It was back in 1820 that a Kilmarnock grocer named Johnnie Walker began blending his own whisky at his shop on King Street. The whisky bottling business he founded grew to be the largest in the world and the town’s main employer. Then in July 2009 its current owner, the multi-national company Diageo, announced that the plant would be closed in 2011.
A vigorous campaign is at present under way to keep the company with its 700 jobs in Kilmarnock. The news broke just after council chiefs had launched a £21million
10-year town centre regeneration project.

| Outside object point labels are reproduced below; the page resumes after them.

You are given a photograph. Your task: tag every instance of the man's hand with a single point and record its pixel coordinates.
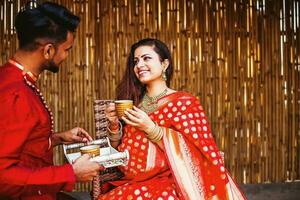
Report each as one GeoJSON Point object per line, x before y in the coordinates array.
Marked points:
{"type": "Point", "coordinates": [85, 170]}
{"type": "Point", "coordinates": [75, 135]}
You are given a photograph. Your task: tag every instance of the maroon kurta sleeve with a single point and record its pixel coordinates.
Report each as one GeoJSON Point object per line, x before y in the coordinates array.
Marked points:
{"type": "Point", "coordinates": [25, 162]}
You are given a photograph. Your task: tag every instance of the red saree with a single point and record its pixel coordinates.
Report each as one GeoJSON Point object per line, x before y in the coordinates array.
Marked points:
{"type": "Point", "coordinates": [189, 167]}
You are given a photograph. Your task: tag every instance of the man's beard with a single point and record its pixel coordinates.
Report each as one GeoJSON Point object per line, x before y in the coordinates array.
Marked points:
{"type": "Point", "coordinates": [51, 66]}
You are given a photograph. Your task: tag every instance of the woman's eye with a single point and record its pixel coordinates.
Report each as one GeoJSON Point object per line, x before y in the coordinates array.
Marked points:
{"type": "Point", "coordinates": [146, 58]}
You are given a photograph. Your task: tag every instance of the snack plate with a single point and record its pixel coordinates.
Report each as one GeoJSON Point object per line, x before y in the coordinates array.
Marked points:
{"type": "Point", "coordinates": [109, 157]}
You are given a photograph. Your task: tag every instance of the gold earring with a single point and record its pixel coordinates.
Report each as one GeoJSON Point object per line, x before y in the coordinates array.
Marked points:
{"type": "Point", "coordinates": [164, 75]}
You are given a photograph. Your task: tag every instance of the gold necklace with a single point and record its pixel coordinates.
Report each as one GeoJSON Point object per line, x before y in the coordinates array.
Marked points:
{"type": "Point", "coordinates": [149, 104]}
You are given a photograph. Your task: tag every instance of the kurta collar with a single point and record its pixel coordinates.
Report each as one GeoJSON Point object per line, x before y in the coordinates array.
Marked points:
{"type": "Point", "coordinates": [32, 76]}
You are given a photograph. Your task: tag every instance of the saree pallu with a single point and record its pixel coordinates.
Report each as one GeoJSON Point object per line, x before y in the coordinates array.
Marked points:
{"type": "Point", "coordinates": [188, 167]}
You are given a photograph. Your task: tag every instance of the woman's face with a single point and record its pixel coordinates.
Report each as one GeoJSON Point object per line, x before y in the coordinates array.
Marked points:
{"type": "Point", "coordinates": [148, 67]}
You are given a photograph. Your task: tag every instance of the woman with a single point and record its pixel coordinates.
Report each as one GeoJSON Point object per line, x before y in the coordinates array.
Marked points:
{"type": "Point", "coordinates": [172, 151]}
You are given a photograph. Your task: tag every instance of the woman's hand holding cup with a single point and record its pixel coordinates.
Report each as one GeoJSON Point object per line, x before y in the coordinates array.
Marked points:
{"type": "Point", "coordinates": [112, 117]}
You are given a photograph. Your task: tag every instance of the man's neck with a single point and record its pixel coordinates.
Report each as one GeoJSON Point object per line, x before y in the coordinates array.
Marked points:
{"type": "Point", "coordinates": [29, 60]}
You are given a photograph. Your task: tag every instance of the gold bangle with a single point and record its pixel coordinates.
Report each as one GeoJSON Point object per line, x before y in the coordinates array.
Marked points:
{"type": "Point", "coordinates": [115, 136]}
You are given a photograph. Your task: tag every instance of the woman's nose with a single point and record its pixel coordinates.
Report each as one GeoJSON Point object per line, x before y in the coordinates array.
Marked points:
{"type": "Point", "coordinates": [139, 63]}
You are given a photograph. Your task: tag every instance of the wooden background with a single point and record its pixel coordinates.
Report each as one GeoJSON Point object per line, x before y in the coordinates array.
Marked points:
{"type": "Point", "coordinates": [241, 57]}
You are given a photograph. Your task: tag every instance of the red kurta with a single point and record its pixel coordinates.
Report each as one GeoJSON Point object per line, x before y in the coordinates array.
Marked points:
{"type": "Point", "coordinates": [26, 164]}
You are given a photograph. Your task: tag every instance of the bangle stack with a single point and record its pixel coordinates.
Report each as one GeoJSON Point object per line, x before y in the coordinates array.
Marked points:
{"type": "Point", "coordinates": [155, 134]}
{"type": "Point", "coordinates": [115, 136]}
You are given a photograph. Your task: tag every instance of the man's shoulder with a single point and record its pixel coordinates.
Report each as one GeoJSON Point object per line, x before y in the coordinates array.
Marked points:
{"type": "Point", "coordinates": [12, 82]}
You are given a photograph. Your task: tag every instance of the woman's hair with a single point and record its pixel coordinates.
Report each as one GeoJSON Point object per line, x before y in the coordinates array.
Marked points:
{"type": "Point", "coordinates": [130, 87]}
{"type": "Point", "coordinates": [48, 21]}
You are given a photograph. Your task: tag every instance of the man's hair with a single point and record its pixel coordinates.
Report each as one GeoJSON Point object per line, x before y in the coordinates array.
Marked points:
{"type": "Point", "coordinates": [48, 22]}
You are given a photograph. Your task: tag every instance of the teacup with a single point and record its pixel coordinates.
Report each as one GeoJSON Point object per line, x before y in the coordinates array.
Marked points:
{"type": "Point", "coordinates": [92, 150]}
{"type": "Point", "coordinates": [122, 105]}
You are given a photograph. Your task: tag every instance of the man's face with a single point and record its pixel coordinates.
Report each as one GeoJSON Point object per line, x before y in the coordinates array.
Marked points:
{"type": "Point", "coordinates": [61, 53]}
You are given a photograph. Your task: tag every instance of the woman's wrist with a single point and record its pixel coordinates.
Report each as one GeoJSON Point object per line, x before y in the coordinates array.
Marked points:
{"type": "Point", "coordinates": [115, 135]}
{"type": "Point", "coordinates": [114, 127]}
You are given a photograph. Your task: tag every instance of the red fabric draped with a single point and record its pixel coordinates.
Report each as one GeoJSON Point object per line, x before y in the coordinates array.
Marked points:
{"type": "Point", "coordinates": [188, 167]}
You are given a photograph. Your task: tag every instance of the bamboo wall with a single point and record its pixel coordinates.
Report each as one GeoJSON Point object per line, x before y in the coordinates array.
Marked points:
{"type": "Point", "coordinates": [242, 58]}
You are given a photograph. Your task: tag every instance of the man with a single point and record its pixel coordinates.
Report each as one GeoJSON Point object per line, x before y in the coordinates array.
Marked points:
{"type": "Point", "coordinates": [46, 35]}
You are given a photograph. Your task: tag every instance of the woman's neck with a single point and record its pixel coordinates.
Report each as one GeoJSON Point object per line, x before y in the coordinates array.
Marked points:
{"type": "Point", "coordinates": [156, 89]}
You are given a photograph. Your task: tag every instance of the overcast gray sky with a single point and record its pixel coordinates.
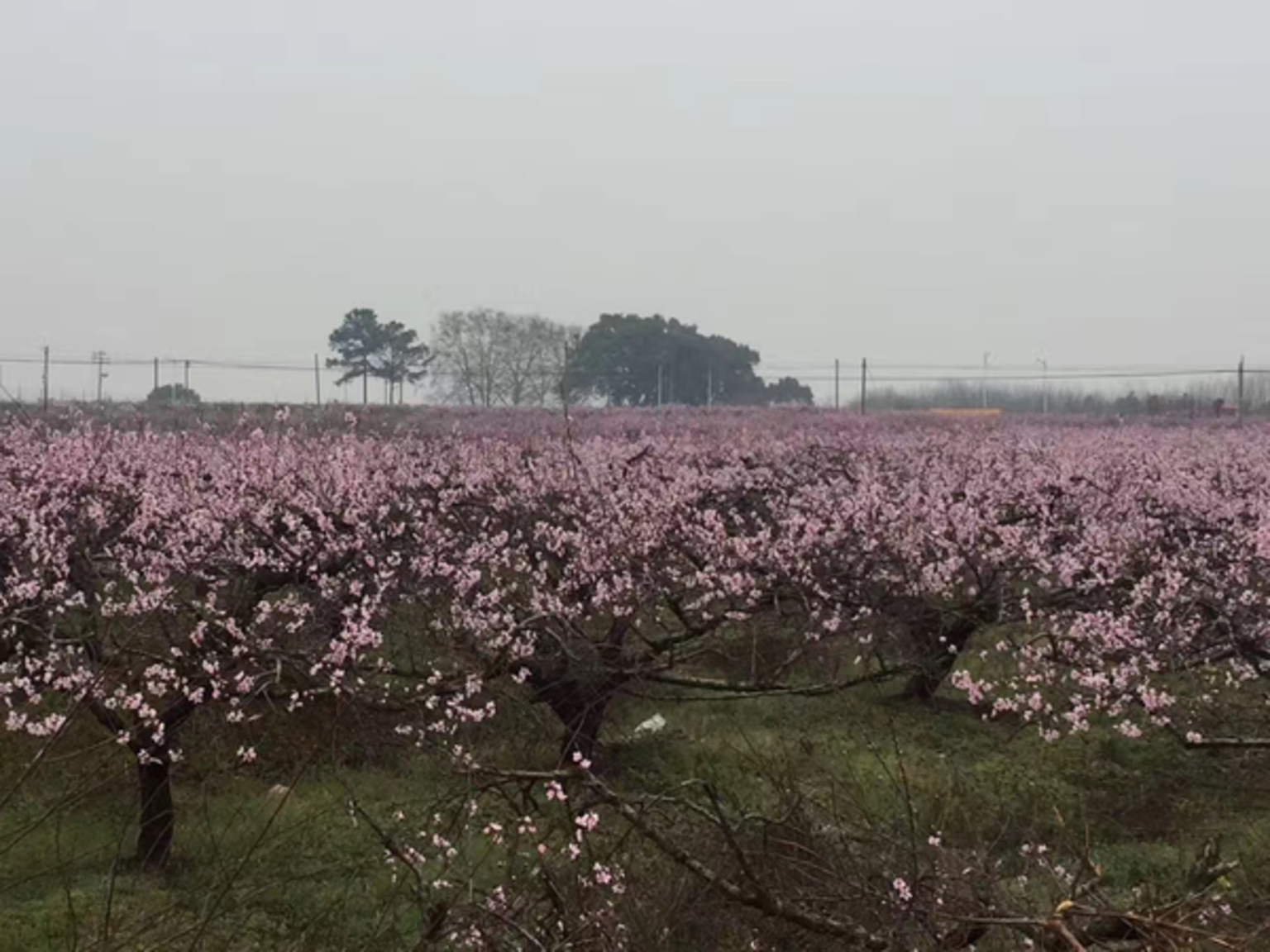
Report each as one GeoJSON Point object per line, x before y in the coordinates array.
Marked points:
{"type": "Point", "coordinates": [903, 179]}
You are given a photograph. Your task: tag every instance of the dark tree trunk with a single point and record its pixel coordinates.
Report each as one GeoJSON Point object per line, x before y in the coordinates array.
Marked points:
{"type": "Point", "coordinates": [941, 645]}
{"type": "Point", "coordinates": [158, 814]}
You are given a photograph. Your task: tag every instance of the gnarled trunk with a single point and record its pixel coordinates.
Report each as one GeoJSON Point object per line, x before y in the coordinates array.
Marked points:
{"type": "Point", "coordinates": [940, 640]}
{"type": "Point", "coordinates": [158, 814]}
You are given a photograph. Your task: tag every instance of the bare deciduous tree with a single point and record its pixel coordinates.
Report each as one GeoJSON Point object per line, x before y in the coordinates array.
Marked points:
{"type": "Point", "coordinates": [492, 358]}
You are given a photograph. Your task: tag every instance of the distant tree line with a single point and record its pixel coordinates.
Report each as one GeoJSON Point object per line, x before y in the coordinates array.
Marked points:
{"type": "Point", "coordinates": [1201, 397]}
{"type": "Point", "coordinates": [492, 358]}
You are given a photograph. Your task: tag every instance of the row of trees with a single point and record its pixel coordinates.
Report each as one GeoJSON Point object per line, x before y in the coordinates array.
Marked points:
{"type": "Point", "coordinates": [492, 358]}
{"type": "Point", "coordinates": [149, 579]}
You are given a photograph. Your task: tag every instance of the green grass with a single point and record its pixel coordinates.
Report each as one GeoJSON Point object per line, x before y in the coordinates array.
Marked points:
{"type": "Point", "coordinates": [254, 873]}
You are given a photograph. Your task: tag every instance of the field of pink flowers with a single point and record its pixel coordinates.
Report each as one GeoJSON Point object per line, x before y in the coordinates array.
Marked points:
{"type": "Point", "coordinates": [452, 571]}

Though it is now largely an industrial town, Kilmarnock has many Burns associations - the first edition of his poems was published in the town, at Star Inn Close (now gone) in 1786. Today, a copy from that first edition is worth many thousands of pounds but you can see one in the museum attached to the red sandstone Burns Monument in Key Park. Burns Statue, unveiled in the mid 1990s by the Princess Royal, stands at Kilmarnock Cross. It is the work of Sandy Stoddard, whose other works include the statue of David Hume on Edinburgh’s Royal Mile and the sculptured friezes in the Queen‘s Gallery in Buckingham Palace.

Kilmarnock was granted its burgh charter in 1592, so its roots go deep into Scottish history. Legend says it grew up round a church founded by St Marnock, a Celtic saint, in the 7th century. The present Laigh Kirk (now called The Laigh West High Kirk) in Bank Street dates from 1802. In the previous year, during a service, 29 people were trampled to death when plasterwork started falling off the ceiling of the previous kirk, causing a mad rush for the doors. When the church was rebuilt, it was given 13 exits in case it ever happened again. The town’s other old church is the Old High Kirk, which dates from the early 1730s.

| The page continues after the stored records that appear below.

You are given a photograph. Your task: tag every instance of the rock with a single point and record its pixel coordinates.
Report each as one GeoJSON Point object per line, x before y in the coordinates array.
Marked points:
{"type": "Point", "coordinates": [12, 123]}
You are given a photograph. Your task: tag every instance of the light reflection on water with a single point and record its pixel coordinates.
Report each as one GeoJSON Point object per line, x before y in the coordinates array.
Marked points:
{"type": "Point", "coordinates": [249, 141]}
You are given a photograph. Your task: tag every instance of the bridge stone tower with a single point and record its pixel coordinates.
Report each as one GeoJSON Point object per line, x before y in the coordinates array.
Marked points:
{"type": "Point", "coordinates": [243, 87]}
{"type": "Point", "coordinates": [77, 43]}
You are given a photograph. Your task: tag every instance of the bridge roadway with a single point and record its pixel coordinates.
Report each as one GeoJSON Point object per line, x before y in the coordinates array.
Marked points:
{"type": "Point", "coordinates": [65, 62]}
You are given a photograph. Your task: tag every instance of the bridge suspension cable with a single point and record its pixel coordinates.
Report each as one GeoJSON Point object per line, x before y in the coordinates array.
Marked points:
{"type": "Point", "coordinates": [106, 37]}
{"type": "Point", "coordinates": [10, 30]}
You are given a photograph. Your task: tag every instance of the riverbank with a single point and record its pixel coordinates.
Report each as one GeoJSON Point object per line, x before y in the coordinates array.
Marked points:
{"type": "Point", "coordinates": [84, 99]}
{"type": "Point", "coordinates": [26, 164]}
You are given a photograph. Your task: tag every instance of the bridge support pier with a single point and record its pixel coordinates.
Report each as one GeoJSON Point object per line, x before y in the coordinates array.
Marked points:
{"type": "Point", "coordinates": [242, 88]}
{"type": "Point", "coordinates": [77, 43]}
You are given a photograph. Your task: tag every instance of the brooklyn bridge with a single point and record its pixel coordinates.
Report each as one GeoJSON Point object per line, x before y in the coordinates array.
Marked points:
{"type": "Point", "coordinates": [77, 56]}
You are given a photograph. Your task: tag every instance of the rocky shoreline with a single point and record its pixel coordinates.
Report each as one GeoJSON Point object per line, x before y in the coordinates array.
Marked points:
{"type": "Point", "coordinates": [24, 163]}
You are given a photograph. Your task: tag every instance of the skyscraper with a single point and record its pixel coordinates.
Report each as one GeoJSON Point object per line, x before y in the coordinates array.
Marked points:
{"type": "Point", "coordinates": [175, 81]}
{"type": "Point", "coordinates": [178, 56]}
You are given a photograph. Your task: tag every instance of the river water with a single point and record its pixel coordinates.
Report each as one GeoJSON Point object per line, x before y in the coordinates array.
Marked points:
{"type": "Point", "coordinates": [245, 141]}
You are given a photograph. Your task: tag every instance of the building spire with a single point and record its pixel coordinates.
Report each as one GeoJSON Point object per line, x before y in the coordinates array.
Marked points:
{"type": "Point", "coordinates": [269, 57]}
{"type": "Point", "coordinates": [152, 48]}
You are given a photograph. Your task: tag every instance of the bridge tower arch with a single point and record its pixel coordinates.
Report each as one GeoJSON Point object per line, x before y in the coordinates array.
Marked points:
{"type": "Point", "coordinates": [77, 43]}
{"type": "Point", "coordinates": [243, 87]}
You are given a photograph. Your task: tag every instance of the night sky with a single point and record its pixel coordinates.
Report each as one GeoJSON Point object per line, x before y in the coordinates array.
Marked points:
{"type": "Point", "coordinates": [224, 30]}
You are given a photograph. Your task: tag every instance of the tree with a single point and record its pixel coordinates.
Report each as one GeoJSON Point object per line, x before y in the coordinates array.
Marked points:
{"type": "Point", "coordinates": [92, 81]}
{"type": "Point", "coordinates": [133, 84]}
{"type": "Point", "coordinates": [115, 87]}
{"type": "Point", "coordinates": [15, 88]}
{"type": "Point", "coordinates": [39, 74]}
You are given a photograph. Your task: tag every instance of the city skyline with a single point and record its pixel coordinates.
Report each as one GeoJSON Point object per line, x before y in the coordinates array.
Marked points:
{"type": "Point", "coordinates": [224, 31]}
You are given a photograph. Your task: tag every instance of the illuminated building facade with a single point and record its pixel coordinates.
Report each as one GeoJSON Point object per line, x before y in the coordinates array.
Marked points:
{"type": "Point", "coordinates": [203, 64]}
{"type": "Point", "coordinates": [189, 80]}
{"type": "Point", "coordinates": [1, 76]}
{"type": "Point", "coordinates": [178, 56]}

In truth, Kilmarnock’s shopping centre, notably Kilmarnock Cross and King Street, is dull and unattractive, due to uninspired modern developments. But if you go down Cheapside towards Bank Street and the narrow streets round the Laigh and West High  Kirk, you get an idea of what the 18th century town looked like.

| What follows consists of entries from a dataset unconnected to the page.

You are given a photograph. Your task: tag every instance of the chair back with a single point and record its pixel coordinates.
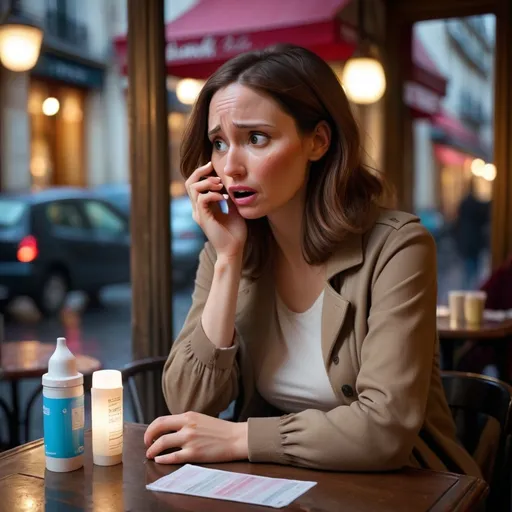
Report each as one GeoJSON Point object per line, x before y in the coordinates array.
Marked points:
{"type": "Point", "coordinates": [481, 408]}
{"type": "Point", "coordinates": [143, 384]}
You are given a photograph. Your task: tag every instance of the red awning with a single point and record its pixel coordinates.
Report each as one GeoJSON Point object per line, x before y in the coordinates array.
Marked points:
{"type": "Point", "coordinates": [213, 31]}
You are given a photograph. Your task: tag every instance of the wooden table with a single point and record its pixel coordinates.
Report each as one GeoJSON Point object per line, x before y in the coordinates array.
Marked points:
{"type": "Point", "coordinates": [496, 332]}
{"type": "Point", "coordinates": [25, 483]}
{"type": "Point", "coordinates": [25, 360]}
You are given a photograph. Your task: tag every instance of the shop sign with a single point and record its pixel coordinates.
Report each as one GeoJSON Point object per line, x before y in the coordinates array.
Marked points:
{"type": "Point", "coordinates": [208, 48]}
{"type": "Point", "coordinates": [68, 71]}
{"type": "Point", "coordinates": [422, 99]}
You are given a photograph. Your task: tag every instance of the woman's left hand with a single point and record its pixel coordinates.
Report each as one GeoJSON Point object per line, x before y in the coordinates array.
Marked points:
{"type": "Point", "coordinates": [197, 438]}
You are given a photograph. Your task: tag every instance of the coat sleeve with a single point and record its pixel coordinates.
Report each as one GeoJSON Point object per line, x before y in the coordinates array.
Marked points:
{"type": "Point", "coordinates": [378, 431]}
{"type": "Point", "coordinates": [197, 375]}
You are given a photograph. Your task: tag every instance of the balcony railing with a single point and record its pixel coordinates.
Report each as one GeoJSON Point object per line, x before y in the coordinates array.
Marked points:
{"type": "Point", "coordinates": [65, 29]}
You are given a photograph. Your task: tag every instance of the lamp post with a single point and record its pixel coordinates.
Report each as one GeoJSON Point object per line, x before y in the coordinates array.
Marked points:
{"type": "Point", "coordinates": [20, 41]}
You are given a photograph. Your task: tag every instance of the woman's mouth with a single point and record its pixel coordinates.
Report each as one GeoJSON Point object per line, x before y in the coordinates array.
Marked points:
{"type": "Point", "coordinates": [242, 196]}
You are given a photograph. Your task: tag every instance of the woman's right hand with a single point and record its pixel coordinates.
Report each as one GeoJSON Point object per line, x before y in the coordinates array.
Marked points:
{"type": "Point", "coordinates": [226, 232]}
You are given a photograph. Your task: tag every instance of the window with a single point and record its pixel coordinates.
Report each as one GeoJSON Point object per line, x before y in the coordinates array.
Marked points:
{"type": "Point", "coordinates": [102, 218]}
{"type": "Point", "coordinates": [65, 214]}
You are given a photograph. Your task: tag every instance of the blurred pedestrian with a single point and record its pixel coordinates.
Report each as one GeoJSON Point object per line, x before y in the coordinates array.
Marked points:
{"type": "Point", "coordinates": [471, 235]}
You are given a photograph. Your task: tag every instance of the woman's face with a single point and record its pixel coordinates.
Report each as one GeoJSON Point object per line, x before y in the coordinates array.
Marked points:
{"type": "Point", "coordinates": [257, 151]}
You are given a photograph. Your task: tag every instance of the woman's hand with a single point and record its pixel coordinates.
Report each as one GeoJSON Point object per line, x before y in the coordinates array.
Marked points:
{"type": "Point", "coordinates": [226, 232]}
{"type": "Point", "coordinates": [197, 438]}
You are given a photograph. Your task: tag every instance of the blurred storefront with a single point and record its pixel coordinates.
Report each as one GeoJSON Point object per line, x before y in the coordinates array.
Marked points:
{"type": "Point", "coordinates": [64, 122]}
{"type": "Point", "coordinates": [454, 147]}
{"type": "Point", "coordinates": [57, 101]}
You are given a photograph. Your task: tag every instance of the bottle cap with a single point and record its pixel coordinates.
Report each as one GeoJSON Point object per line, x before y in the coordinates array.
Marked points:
{"type": "Point", "coordinates": [62, 370]}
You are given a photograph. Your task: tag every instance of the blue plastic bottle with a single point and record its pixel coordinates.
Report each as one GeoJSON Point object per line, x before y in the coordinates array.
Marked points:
{"type": "Point", "coordinates": [63, 411]}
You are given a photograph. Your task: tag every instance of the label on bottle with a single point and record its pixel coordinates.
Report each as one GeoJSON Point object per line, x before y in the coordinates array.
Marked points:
{"type": "Point", "coordinates": [63, 426]}
{"type": "Point", "coordinates": [115, 425]}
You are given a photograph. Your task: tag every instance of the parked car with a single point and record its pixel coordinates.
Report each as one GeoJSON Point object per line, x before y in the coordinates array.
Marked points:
{"type": "Point", "coordinates": [60, 240]}
{"type": "Point", "coordinates": [187, 238]}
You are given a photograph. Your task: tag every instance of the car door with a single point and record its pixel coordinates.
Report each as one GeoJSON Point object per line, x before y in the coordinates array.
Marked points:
{"type": "Point", "coordinates": [112, 237]}
{"type": "Point", "coordinates": [69, 241]}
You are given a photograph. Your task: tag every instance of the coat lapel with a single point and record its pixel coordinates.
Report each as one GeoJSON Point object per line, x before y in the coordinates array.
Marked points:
{"type": "Point", "coordinates": [335, 306]}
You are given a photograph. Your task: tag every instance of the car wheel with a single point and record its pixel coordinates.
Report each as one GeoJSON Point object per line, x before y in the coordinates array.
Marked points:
{"type": "Point", "coordinates": [53, 293]}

One place not to be missed is the Dick Institute, the town’s museum, art gallery and library. It is housed in a grand classical building, and has impressive collections featuring geology, archaeology, biology and local history. The gallery is also impressive, with paintings by Corot, Constable, Turner and Kilmarnock’s own painter, Robert Colquhoun. The area around the Dick Institute is particularly attractive, with a war memorial, Victorian houses, and the richly decorated façade of the old technical college, now being converted into flats. Across from the Dick Institute is the statue of Kilmarnock’s own Dick Whittington - James Shaw (known affectionately in the town as “Jimmy Shaw”) who became Lord Mayor of London in 1805.

To the north east of the town centre is the town’s oldest building, Dean Castle. It was the home of the Boyd family, who became Earls of Kilmarnock, and is in fact two castles within a curtain wall - the 14th century Keep and the later Palace. Both are open to the public, and house wonderful collections of tapestries, historical musical instruments, arms and armour. Surrounding the castle(s) is Dean Castle Country Park with many walks and a small children’s zoo.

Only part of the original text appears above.